Hazrat Inayat Khan performed and taught classical Universal Sufism.

"It's almost if you're entering a film, and people are jumping off the screen and becoming real characters and acting incidents in her life for you," Belani says.

Akaina Ghosh, a Bay Area actress, playwright and director, plays Noor in the production. Just like Noor, she claims a maternal American lineage and an Indian paternal lineage. The role seemed a perfect fit.

"There's a lot of wonderful happenstance coincidences," Ghosh says, adding that both she and Noor are at similar stages of their lives. Both are twenty-somethings. Both are creative writers, performers and poets. And the hostile political climates are quite similar.

"I think telling this story really, really makes me think about myself and my personal situation," Ghosh says. "The fact that she was able to really step outside of herself and see a greater picture beyond herself or her life, and that is so admirable and really makes me question how am I contributing to making the world around me a better place."
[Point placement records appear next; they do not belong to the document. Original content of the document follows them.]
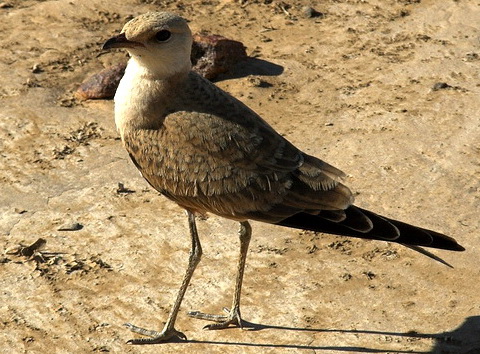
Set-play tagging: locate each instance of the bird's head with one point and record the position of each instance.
(160, 42)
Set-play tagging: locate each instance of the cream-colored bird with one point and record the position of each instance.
(208, 152)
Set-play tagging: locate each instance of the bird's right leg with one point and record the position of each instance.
(233, 315)
(169, 331)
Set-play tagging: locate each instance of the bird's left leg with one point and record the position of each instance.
(169, 330)
(233, 315)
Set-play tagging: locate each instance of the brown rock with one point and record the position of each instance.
(211, 55)
(214, 54)
(101, 85)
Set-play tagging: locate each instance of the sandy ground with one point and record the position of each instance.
(356, 87)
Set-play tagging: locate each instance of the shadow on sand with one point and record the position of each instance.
(463, 340)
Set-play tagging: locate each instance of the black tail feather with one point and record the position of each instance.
(383, 229)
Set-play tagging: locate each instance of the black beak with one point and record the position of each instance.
(120, 41)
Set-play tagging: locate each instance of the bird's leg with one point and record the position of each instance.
(233, 316)
(169, 331)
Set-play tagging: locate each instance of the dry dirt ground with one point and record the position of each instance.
(386, 90)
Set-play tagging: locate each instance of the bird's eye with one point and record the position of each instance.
(163, 35)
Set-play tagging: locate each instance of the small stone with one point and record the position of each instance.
(36, 69)
(214, 54)
(441, 86)
(101, 85)
(310, 12)
(71, 227)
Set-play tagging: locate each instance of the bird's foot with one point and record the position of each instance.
(155, 337)
(222, 321)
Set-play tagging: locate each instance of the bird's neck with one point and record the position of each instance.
(142, 99)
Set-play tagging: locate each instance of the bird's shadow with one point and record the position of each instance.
(464, 339)
(251, 66)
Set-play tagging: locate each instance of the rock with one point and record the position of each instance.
(214, 54)
(211, 55)
(310, 12)
(101, 85)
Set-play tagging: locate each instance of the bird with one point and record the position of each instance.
(207, 151)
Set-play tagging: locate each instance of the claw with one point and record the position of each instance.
(155, 337)
(222, 321)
In England and France, Noor's story still resonates to this day. Five years ago, Princess Anne unveiled a statue of Noor in London's Gordon Square Gardens, the first British memorial to either a Muslim or South Asian woman. England's Royal Mail also commemorated Noor on a postage stamp. In the front yard of her family's former house near Paris, dubbed Fazal Manzil, or "House of Blessing," a large monument is dedicated to Noor. Located in the garden, the futuristic structure welcomes visitors from all religions and spiritual traditions.

In retrospect, Noor was a young Indian Muslim woman who took an enormous and unnecessary risk. The war was not even hers to fight, yet she gave her life for the anti-fascist cause. In fact, during the last few weeks before she was caught, Noor was the only remaining Allied spy in France sending radio information back to the U.K. She was the last link from the French Resistance back to London. The Gestapo had compromised the entire network except for her, yet she persevered for weeks, constantly moving around, changing her identity and stringing wire to send radio signals back to London. Once captured, she refused to give the Nazis information. For nearly a year she was beaten and tortured, but her interrogators were never able to break her. In the end, her work helped the Allies win the war, with Churchill even stating that the conflict ended several months earlier thanks to what Noor accomplished.
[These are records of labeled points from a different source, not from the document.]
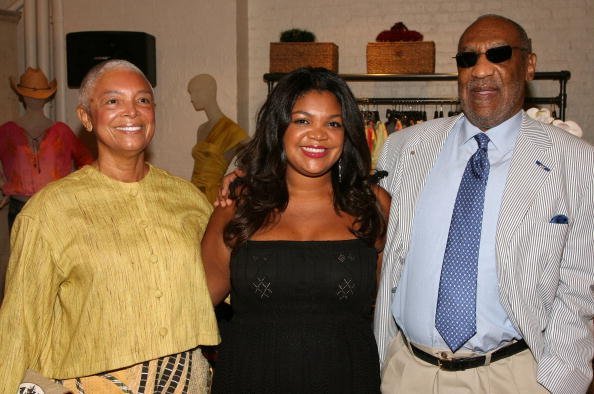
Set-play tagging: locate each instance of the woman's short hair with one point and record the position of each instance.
(90, 80)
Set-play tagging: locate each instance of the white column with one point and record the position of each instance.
(30, 34)
(59, 41)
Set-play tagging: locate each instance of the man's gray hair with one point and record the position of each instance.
(525, 42)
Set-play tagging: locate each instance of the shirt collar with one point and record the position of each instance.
(503, 136)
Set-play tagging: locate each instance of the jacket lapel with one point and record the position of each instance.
(419, 156)
(532, 163)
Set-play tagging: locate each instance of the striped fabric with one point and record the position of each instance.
(182, 373)
(546, 270)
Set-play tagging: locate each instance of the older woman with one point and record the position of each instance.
(105, 288)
"I cannot think of anybody who would be, in today's day and age, more universally appealing," Belani says. "She's one of the most highly decorated people in World War II."

Despite her altruistic beliefs, Noor recognized the destruction waged by authoritarian fascists and felt compelled to do something about it, rather than sit back and watch. In this day and age, we don't need more walls. We need more Noors.